New York is a challenge, because there’s so much here. But New Yorkers have great hearts, so this is where it was born, and I’m sure it’s gonna stay.
What sort of groups have been formed for what sort of issues?
Share the Care has been used for every known illness, disability, terminal, temporary situations—even for multiple births. We had people in Texas taking care of quadruplets. It could also be used to help older people who are in pretty good shape to stay in their homes, if they had some assistance. Because the population is rapidly growing, the amount of value that caregivers provide… they are holding a long-term care system in place because they’re doing all this work for free.
What is the additional value of Share the Care given the situation in our country with health care and insurance issues?
It empowers the caregivers to take charge. If you wait around for somebody else to figure out how to take care of your loved one, forget about it. There are so many wonderful programs that are being cut because of lack of funding or cutbacks in staff. There aren’t enough professionals to do everything.
Because we’re all separated by technology—we’re separated because of fractures in the family, people are divorced; they move away; they retire; they move to another place—we really have to get back to helping each other, as a way of life.
On the website, sharethecare.org, there is a form where people can submit stories about their group. What has been the response to that?
I used to get a lot of feedback on that, but I don’t so much these days right now. The way I learn now about some groups is when they download our forms, and they register. So I know what kind of illness they’re dealing with and what state or country they’re located in and the size of groups can vary—eight people to over 100.
Older adults don’t want to have tons of people, they only want certain people around them, but there are still ways for those inner circle people to be supported by outer circle people.
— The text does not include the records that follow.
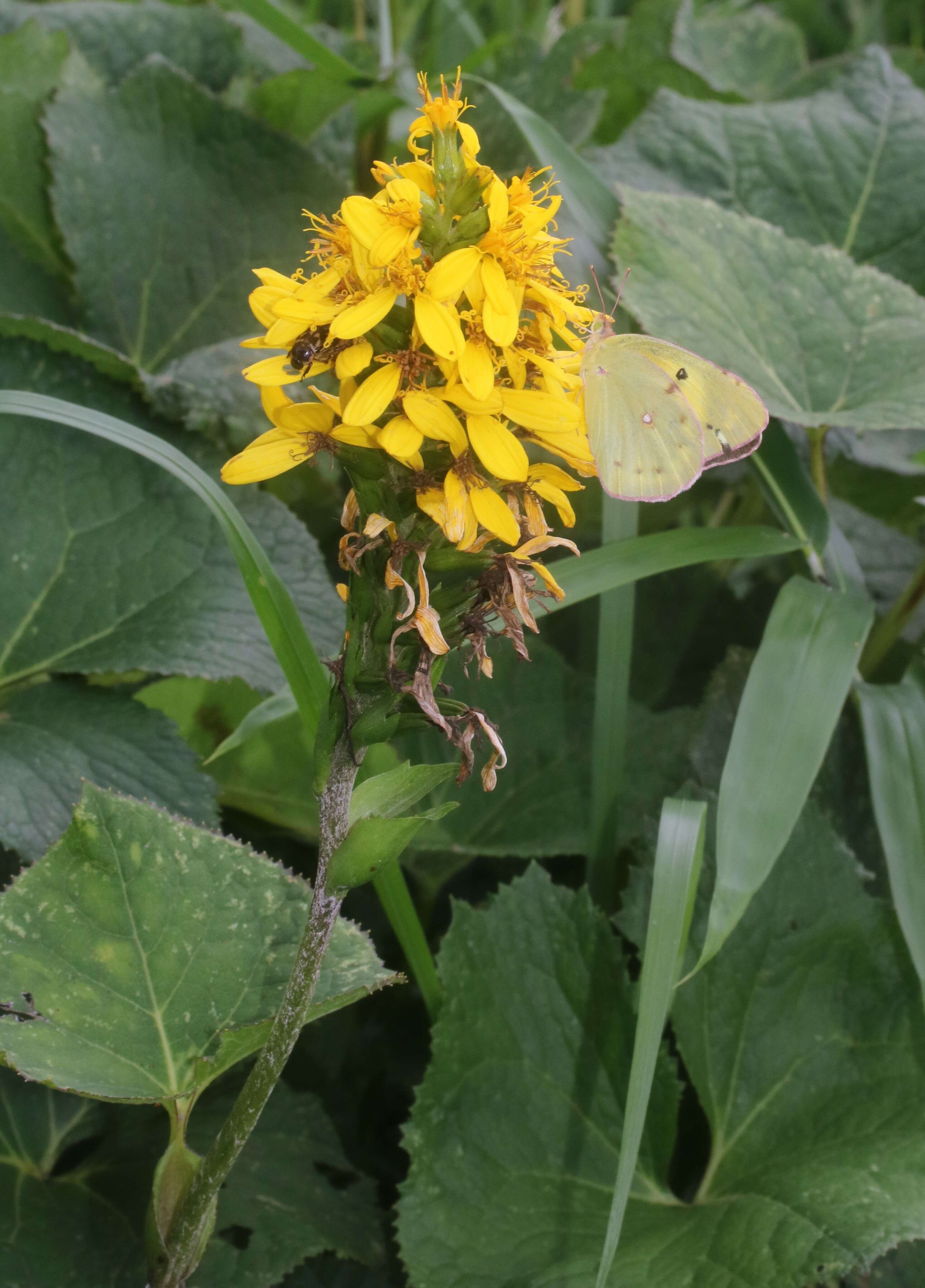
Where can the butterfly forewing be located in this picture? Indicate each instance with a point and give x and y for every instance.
(646, 437)
(731, 413)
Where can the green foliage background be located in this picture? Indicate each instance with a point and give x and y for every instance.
(767, 165)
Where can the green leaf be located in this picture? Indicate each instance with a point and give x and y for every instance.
(751, 52)
(25, 210)
(516, 1131)
(115, 38)
(176, 601)
(387, 795)
(191, 196)
(893, 719)
(55, 736)
(592, 204)
(679, 855)
(838, 167)
(280, 1205)
(56, 1229)
(797, 688)
(802, 1040)
(623, 562)
(141, 941)
(820, 339)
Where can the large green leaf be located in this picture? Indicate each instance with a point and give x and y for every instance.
(292, 1196)
(753, 52)
(822, 340)
(25, 212)
(56, 1229)
(188, 198)
(114, 565)
(623, 562)
(144, 939)
(893, 719)
(55, 736)
(513, 1142)
(802, 1042)
(115, 38)
(795, 692)
(839, 167)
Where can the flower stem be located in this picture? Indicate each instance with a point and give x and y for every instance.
(187, 1231)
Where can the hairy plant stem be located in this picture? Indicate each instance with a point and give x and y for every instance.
(193, 1219)
(817, 460)
(893, 624)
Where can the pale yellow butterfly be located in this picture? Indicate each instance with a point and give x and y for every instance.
(658, 415)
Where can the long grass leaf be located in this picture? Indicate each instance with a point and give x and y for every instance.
(279, 617)
(611, 704)
(623, 562)
(593, 205)
(893, 721)
(797, 688)
(679, 855)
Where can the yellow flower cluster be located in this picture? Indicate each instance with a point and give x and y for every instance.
(443, 322)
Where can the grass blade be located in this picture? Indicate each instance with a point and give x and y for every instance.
(279, 617)
(623, 562)
(396, 899)
(321, 58)
(593, 205)
(797, 688)
(611, 700)
(679, 855)
(893, 721)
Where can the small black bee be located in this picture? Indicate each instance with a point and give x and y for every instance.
(314, 346)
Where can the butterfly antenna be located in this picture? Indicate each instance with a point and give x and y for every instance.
(619, 293)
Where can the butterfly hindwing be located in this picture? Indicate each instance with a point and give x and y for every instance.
(731, 413)
(646, 437)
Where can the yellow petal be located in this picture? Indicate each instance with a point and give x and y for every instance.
(549, 579)
(517, 368)
(306, 418)
(355, 360)
(374, 396)
(440, 326)
(311, 312)
(400, 437)
(359, 319)
(449, 276)
(432, 417)
(262, 301)
(553, 494)
(391, 244)
(275, 401)
(494, 514)
(455, 503)
(272, 371)
(433, 503)
(498, 204)
(553, 474)
(357, 436)
(270, 277)
(460, 397)
(320, 285)
(500, 453)
(477, 370)
(540, 411)
(365, 219)
(428, 623)
(270, 455)
(283, 333)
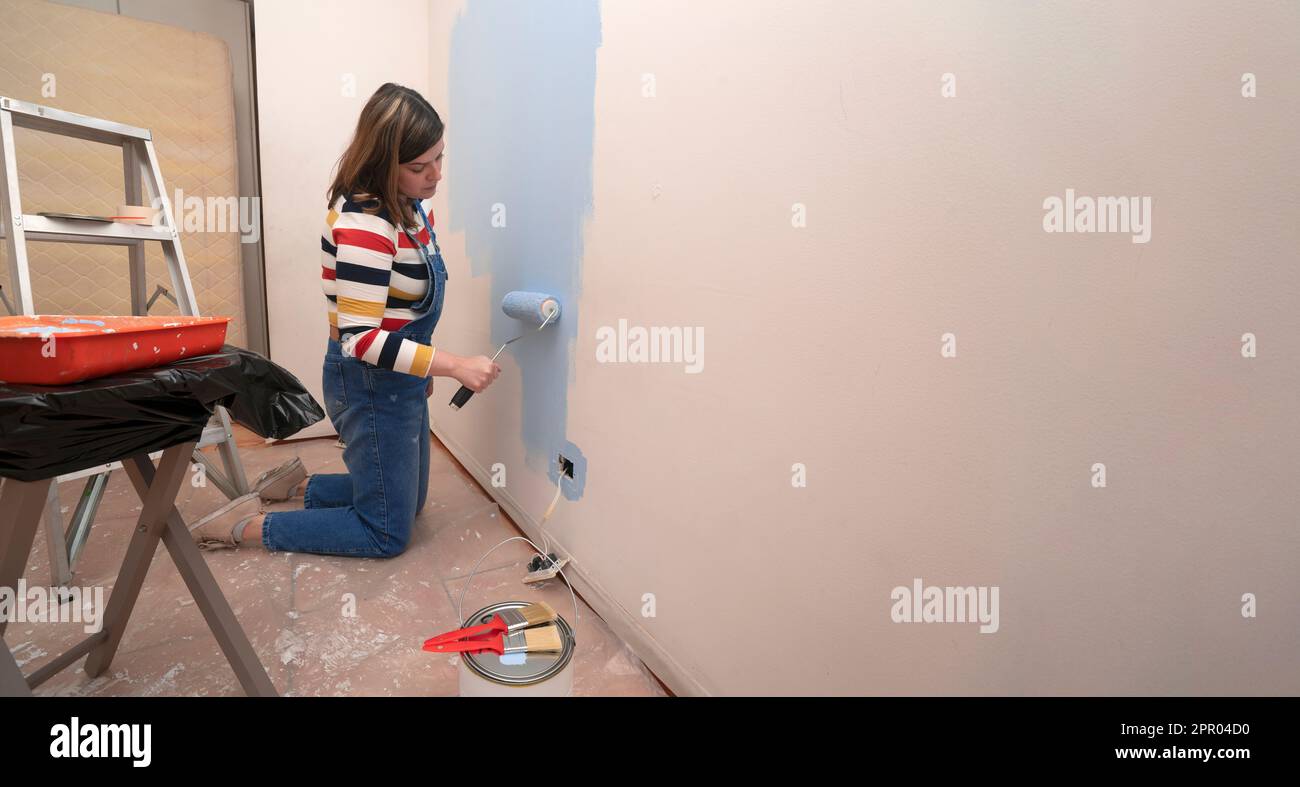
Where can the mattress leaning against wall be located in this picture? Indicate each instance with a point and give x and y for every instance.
(174, 82)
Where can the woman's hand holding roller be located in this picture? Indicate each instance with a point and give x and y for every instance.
(476, 372)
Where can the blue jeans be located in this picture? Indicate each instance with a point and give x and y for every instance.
(384, 420)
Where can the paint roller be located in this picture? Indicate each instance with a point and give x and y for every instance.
(536, 308)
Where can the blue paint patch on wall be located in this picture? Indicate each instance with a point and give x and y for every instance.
(520, 129)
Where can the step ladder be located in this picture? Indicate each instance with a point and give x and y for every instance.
(141, 167)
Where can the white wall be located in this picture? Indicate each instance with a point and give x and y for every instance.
(317, 63)
(924, 216)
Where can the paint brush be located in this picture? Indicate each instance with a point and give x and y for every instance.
(503, 622)
(527, 640)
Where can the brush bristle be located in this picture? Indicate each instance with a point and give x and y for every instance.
(538, 613)
(544, 638)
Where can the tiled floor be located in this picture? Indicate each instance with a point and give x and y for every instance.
(297, 610)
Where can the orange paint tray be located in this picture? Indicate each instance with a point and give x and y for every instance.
(63, 349)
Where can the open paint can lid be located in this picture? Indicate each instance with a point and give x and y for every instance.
(519, 669)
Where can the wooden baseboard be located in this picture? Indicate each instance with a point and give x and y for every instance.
(627, 627)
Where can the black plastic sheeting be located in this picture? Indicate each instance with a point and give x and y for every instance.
(51, 429)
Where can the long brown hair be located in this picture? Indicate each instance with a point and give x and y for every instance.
(397, 125)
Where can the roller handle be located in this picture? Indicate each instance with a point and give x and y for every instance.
(460, 398)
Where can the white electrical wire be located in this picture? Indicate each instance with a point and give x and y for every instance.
(460, 615)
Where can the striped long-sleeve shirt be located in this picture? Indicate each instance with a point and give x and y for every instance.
(372, 275)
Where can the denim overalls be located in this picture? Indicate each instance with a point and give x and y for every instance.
(382, 416)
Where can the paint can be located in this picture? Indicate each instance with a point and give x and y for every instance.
(547, 674)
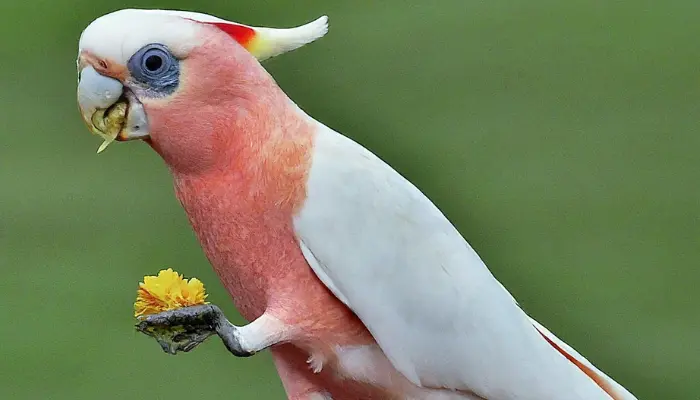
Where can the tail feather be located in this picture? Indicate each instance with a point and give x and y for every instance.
(614, 389)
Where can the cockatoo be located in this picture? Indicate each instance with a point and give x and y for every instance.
(332, 254)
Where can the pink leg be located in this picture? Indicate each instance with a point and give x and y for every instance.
(301, 383)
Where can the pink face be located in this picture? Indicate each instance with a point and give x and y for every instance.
(189, 84)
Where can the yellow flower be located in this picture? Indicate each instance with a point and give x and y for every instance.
(167, 291)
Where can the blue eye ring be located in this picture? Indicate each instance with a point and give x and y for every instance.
(155, 60)
(154, 69)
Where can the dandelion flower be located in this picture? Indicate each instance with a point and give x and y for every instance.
(167, 291)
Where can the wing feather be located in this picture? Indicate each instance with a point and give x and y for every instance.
(425, 295)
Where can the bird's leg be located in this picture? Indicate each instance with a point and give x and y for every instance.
(185, 328)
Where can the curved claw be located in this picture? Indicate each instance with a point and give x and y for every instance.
(185, 328)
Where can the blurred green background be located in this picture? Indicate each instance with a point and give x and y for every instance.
(560, 137)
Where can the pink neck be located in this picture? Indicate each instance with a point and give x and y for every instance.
(241, 209)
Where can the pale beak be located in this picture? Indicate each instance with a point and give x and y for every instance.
(110, 110)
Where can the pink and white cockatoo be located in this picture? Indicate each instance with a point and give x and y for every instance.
(332, 254)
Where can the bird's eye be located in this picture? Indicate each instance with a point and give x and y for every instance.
(154, 61)
(155, 69)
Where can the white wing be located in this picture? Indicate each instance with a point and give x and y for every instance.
(427, 298)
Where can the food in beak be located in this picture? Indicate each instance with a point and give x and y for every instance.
(109, 122)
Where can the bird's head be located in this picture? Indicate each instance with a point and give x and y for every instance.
(179, 80)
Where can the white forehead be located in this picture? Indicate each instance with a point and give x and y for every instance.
(118, 35)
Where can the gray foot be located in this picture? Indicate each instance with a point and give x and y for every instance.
(185, 328)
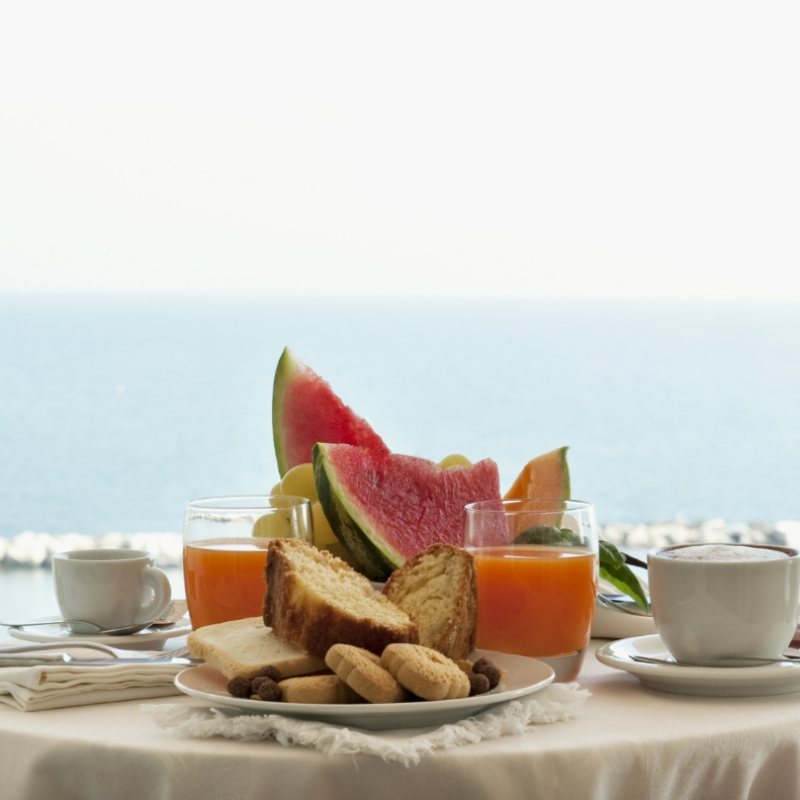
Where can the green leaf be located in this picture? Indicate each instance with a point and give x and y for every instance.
(614, 569)
(546, 534)
(613, 564)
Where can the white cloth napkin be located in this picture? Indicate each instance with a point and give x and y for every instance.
(45, 687)
(558, 702)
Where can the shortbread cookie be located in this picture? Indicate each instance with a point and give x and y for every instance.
(317, 689)
(425, 672)
(361, 670)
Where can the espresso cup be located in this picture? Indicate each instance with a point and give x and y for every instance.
(109, 587)
(721, 602)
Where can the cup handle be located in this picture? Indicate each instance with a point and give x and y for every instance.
(162, 594)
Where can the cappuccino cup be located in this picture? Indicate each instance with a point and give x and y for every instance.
(723, 602)
(109, 587)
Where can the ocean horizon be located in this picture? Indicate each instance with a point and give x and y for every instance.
(116, 410)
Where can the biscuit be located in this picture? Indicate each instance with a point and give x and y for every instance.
(425, 672)
(361, 670)
(317, 689)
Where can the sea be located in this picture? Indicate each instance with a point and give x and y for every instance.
(116, 410)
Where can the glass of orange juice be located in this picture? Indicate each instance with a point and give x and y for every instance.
(536, 564)
(225, 542)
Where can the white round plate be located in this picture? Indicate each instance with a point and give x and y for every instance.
(523, 676)
(141, 640)
(766, 679)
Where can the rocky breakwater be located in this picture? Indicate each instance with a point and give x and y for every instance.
(30, 549)
(646, 537)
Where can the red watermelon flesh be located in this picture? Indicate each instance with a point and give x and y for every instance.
(305, 410)
(386, 508)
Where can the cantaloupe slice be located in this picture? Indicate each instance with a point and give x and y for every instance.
(545, 477)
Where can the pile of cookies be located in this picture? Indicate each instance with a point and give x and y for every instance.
(403, 672)
(329, 636)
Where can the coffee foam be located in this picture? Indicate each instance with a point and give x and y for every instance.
(722, 552)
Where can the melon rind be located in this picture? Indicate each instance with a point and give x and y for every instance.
(372, 556)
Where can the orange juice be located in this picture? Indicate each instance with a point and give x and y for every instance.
(533, 600)
(224, 579)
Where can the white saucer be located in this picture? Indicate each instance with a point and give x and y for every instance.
(522, 676)
(141, 640)
(766, 679)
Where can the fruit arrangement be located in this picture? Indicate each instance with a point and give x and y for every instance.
(375, 508)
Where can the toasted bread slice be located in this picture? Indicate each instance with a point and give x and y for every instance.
(316, 600)
(438, 589)
(244, 647)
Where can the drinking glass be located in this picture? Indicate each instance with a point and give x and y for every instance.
(536, 564)
(225, 541)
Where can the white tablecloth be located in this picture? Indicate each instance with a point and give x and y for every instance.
(627, 742)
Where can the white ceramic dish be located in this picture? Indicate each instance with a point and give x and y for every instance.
(523, 676)
(147, 639)
(766, 679)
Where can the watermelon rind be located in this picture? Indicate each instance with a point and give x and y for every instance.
(371, 555)
(286, 368)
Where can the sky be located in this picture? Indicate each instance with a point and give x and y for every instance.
(616, 149)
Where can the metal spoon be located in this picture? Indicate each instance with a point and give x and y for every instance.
(174, 612)
(81, 626)
(747, 661)
(619, 602)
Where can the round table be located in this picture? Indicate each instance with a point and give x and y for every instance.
(627, 742)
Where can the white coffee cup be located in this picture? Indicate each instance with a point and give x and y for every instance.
(719, 602)
(109, 587)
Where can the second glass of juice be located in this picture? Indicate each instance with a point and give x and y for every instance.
(225, 542)
(536, 564)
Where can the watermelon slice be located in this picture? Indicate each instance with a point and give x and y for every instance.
(385, 508)
(305, 410)
(543, 477)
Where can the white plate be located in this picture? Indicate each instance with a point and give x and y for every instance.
(142, 640)
(523, 676)
(765, 679)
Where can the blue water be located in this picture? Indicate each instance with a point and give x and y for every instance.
(116, 410)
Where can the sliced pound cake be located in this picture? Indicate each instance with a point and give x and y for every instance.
(316, 600)
(244, 647)
(438, 589)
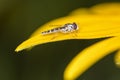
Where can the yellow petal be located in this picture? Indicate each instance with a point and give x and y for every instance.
(80, 11)
(89, 56)
(117, 59)
(90, 26)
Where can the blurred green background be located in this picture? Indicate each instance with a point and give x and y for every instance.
(19, 18)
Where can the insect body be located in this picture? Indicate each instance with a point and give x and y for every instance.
(67, 28)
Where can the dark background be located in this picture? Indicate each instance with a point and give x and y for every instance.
(19, 18)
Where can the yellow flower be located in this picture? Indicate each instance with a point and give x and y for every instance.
(99, 21)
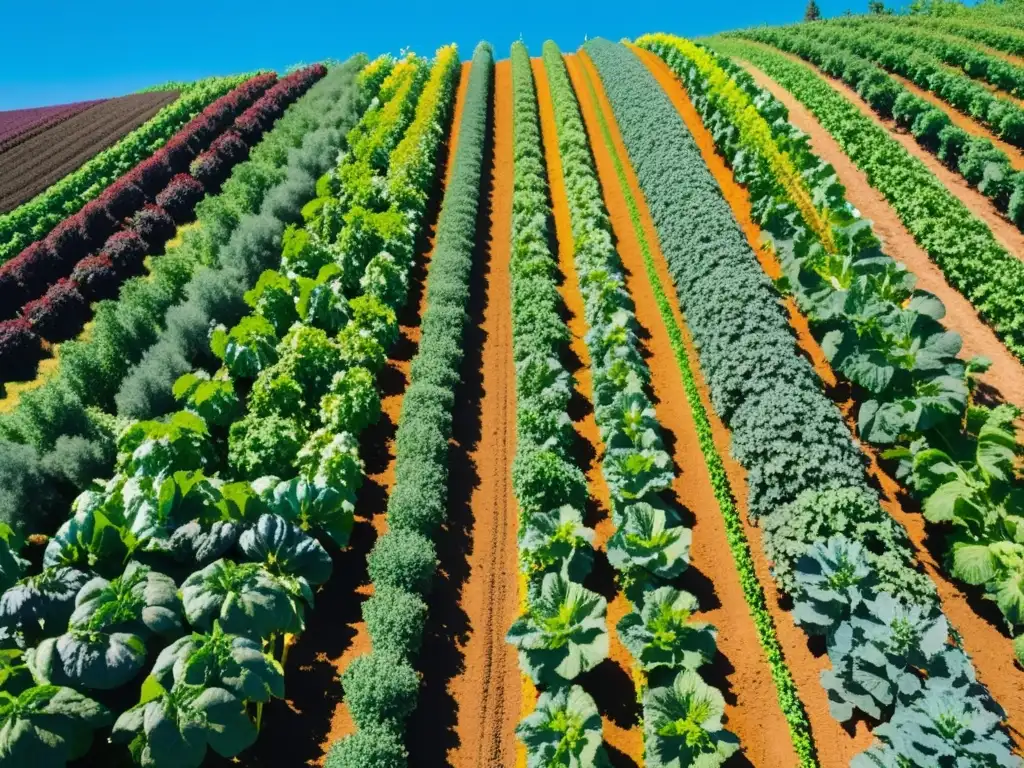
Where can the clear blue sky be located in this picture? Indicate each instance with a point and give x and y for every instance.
(53, 52)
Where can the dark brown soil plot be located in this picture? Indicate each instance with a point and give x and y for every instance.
(30, 167)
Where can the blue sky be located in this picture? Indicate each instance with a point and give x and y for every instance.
(55, 52)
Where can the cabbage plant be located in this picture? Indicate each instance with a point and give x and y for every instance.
(218, 659)
(175, 726)
(47, 726)
(663, 633)
(645, 543)
(563, 731)
(104, 644)
(562, 633)
(683, 725)
(557, 541)
(246, 598)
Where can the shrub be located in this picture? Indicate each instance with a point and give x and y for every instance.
(60, 313)
(126, 251)
(263, 445)
(373, 745)
(180, 196)
(404, 559)
(380, 688)
(19, 350)
(395, 620)
(155, 226)
(152, 175)
(96, 278)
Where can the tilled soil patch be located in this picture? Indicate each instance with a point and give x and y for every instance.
(32, 166)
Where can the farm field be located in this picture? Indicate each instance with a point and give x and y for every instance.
(655, 402)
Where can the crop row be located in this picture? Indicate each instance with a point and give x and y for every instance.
(1000, 38)
(204, 487)
(57, 438)
(555, 548)
(957, 242)
(976, 64)
(788, 697)
(982, 164)
(382, 686)
(878, 331)
(846, 564)
(33, 220)
(1004, 116)
(162, 198)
It works for just about everything: It’s a skeleton and you build it to work for your situation, and there’s lots of ideas or suggestions that came from groups around the country.
We’re also building a way for groups to work online. That’s in the works, and should be up next year. It’s going to be a way for groups to communicate, schedule and use our forms and systems online. There are already tools on the web that people can use to do schedules, but we operate a little differently. That’s why it’s important for us to have our own management tool. Those other systems don’t offer any guidance for how to get started, how to stay motivated or what to do when problems arise. Share the Care offers a full lifecycle for the group. It’s really written to the group because people are also going through their own emotions, and looking at their own lives when they’re taking care of someone as a friend.